Our culture seems to be speeding up, creating an “instant world.”  We’re given the message that technology, information, food, transportation, communication all must be FAST.  Although the world around us may be moving more quickly, our human bodies and souls are not instant.

The role of communication in our society has changed from actively listening in a face-to-face conversation to speedy texts and emails.  We use technology to communicate in cryptic, abbreviated terms, in ways that are not meaningful.
How often have you seen a couple sharing a table at a restaurant, busy on their cell phones?  When we are in a face-to-face situation and have the opportunity to truly connect, do we truly connect?  Too often in our culture we listen in order to respond, rather than to understand.  Yet authentically relating from your heart, that exchange of soul-level energy, is critical to emotional intimacy. patience and time

Speed is also a hindrance to healing of any sort, which varies by person and requires time and patience. So many variables exist: the individual’s beliefs and experiences, learning style, communication style, the specific situation they wish to address, others involved and their beliefs and experiences.  We cannot say that recovery from Post Traumatic Stress Disorder takes a specific amount of time. We cannot say that learning to access our soul wisdom can be accomplished in a finite amount of time. Healing can be a complex process that “takes as long as it takes” for the individual.

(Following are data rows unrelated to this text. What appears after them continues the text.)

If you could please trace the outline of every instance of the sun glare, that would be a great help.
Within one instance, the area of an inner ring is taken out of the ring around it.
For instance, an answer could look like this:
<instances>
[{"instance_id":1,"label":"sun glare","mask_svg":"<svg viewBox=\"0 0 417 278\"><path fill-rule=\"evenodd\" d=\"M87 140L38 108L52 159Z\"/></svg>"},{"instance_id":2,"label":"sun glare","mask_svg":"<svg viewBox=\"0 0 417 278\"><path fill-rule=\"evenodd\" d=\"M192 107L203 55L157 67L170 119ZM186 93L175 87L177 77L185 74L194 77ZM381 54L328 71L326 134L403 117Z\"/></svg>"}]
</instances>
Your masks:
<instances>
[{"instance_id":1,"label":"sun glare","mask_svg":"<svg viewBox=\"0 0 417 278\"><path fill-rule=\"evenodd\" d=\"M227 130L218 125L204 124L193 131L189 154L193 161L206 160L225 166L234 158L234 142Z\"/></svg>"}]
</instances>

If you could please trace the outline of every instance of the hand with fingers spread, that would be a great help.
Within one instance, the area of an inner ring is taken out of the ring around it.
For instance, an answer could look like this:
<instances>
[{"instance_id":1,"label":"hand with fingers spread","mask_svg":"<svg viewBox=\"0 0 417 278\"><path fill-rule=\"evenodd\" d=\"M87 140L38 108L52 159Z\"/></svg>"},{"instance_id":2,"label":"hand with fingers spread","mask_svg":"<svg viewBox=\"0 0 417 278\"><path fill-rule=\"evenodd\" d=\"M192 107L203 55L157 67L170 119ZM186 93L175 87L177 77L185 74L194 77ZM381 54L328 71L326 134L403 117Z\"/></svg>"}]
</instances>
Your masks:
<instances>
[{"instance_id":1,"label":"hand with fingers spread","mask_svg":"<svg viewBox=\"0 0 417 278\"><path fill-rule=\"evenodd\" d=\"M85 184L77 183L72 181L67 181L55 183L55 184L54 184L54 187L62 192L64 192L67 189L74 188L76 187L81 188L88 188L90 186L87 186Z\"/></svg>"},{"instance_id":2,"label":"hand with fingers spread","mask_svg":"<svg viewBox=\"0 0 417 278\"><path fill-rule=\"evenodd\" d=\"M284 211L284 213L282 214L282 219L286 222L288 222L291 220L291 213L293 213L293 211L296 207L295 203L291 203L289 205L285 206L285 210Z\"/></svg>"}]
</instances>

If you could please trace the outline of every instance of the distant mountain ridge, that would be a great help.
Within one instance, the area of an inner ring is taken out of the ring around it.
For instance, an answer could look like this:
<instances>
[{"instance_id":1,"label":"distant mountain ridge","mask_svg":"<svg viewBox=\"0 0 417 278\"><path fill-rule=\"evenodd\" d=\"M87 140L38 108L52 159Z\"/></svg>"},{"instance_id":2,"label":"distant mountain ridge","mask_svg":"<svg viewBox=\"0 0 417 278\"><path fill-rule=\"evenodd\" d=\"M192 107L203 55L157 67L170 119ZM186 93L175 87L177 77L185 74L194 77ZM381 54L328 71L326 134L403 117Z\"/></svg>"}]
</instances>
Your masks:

Communication in the therapy setting is important to the success of the therapy.  It helps for the client be as present as he or she is able to be during therapy sessions, aware of what (s)he thinks and connecting with the moment.  By avoiding expectations and simply allowing the process to unfold organically, the therapy will be more effective.  However, due to wounding from trauma, we learn to dissociate (disconnect from our bodies).  When a therapist works with a client who routinely dissociates, the therapist’s job is to first help the client reconnect to his/her body. After that, the client is better able to be in the moment and communicate with the therapist from a place of deeper connection with himself/herself. In turn, this will translate to the client being better ability to be present with others, that is, if s/he is willing to continue to slow down and connect.